Pour Jean-Pierre et Danielle Janier, en hommage amical
Veillons à ne pas nous laisser happer par le temps des choses où tout va trop vite, pour reprendre le temps de raconter, d’interroger avec l’authenticité que réclame la réponse. C’est en se racontant que l’on se reconnaît. Le désir qu’a l’homme de se raconter traduit la quête de sa singularité. Comme identité dynamique, l’identité narrative n’épuise cependant pas l’ipséité du sujet.
Villon, Les Beatles, Léo Ferré, ou Barbara, ont chanté le temps ; d’autres le content, au cœur d’une intrigue que le temps suspend, surprend. L’unité du temps, respectée au théâtre jusqu’à l’apparition de l’absurde, peut elle-même être une figure de l’espérance, que nous ne possédons pas. La Bible elle-même, à travers une grande diversité de genres, nous invite et nous initie à un rapport spécifique au temps.
Ainsi que le remarque Paul Ricœur, les Récits et les Lois dans la tradition deutéronomique sont enchevêtrés, au principe des prescriptions de la Torah rattachées à des événements que rapportent, par exemple, le Lévitique ou le Livre des Rois. On est ici dans le temps d’une antériorité irrévocable, d’un ordre du monde toujours déjà donné, où le présent est ainsi nourri et augmenté par cet éternel passé qui fait le temps légendaire, épique ou classique. Tel est le temps du récit, jusque dans les grands romans.
Il n’y a pas que le récit. L’irruption du message prophétique opère une fracture dans la structure temporelle de la tradition. Le prophète vitupère contre un désordre qui contrarie de dessin de Dieu pour les hommes, de sorte que la prophétie consiste moins dans une prévision que dans la proclamation d’une rupture de l’ordre de l’alliance. Le prophète est cette « sentinelle de l’imminence » écrivait Ricœur, de l’imminence du terrible qui frappe à la porte. Le prophète rappelle des promesses oubliées, et fait resurgir une espérance première, une visée plus radicale que toutes les règles admises et vécues par le peuple comme une coutume, un modus vivendi. Et même quand le genre prophétique, virant à l’apocalypse, sort du monde, c’est pour libérer un potentiel d’espérance, révéler un au-delà de la finitude.

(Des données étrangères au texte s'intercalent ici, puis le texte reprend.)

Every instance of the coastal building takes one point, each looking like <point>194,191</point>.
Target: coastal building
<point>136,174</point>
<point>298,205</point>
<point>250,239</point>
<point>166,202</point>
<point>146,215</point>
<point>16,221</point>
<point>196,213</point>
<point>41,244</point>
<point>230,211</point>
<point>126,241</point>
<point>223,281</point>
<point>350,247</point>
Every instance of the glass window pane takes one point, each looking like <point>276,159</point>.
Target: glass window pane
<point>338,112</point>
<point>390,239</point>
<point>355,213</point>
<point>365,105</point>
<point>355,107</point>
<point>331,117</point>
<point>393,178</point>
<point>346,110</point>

Les écrits sapientiaux, les Proverbes, Job, l’Ecclésiaste, s’attachent au temps ordinaire qui ne se raconte pas. Les fables et maximes de la vie quotidienne, qui se rapportent aux soins du quotidien, comme au soin du monde, loin de mépriser les petits arrangements du savoir-vivre, développent un sens du présent, celui de la solidarité, de la charité qui n’attend rien en retour. Elles véhiculent encore la sempiternelle plainte. Et si à chaque jour suffit sa peine, cette attitude peut aussi se convertir, dans celle de la louange et de la gratitude, de sorte que « le monde soit », dans l’aujourd’hui de l’hymne. On est ici dans la logique de la surabondance. Tout est simplement donné. À ne rien espérer tout est offert par surcroît.

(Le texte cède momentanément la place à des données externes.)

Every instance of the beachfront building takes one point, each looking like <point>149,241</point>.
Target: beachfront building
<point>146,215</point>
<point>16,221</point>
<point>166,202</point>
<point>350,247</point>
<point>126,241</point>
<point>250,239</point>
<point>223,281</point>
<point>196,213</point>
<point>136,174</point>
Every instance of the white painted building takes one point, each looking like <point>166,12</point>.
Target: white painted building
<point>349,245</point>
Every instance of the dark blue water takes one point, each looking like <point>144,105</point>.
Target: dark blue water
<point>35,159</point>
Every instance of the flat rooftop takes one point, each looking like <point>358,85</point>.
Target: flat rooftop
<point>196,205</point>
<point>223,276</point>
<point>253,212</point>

Le récit, la promesse, le pardon, chacun de ces genres déploie une manière spécifique de moduler le temps, chacun de ces genres à son rythme. Dans un temps où la synchronisation obligée de nos vies risque d’aplatir les temps, de le dissoudre dans nos agendas encombrés, la diversité des textes bibliques brise nos cadres temporels, « nous ouvre un temps feuilleté » (Olivier Abel). La lecture suspend notre temps ordinaire pour ouvrir en nous d’autres temporalités. Elle désoriente notre subjectivité ordinaire pour nous donner un temps élargi, d’autres manières d’être nous-mêmes. « Se comprendre, c’est se comprendre devant un texte et recevoir de lui les conditions d’un soi autre que le moi qui vient à la lecture » (1).
Gérard Leroy, le 27 juillet 2023
1) cf. Paul Ricœur, Temps et Récit ; et Penser la Bible, Le Seuil.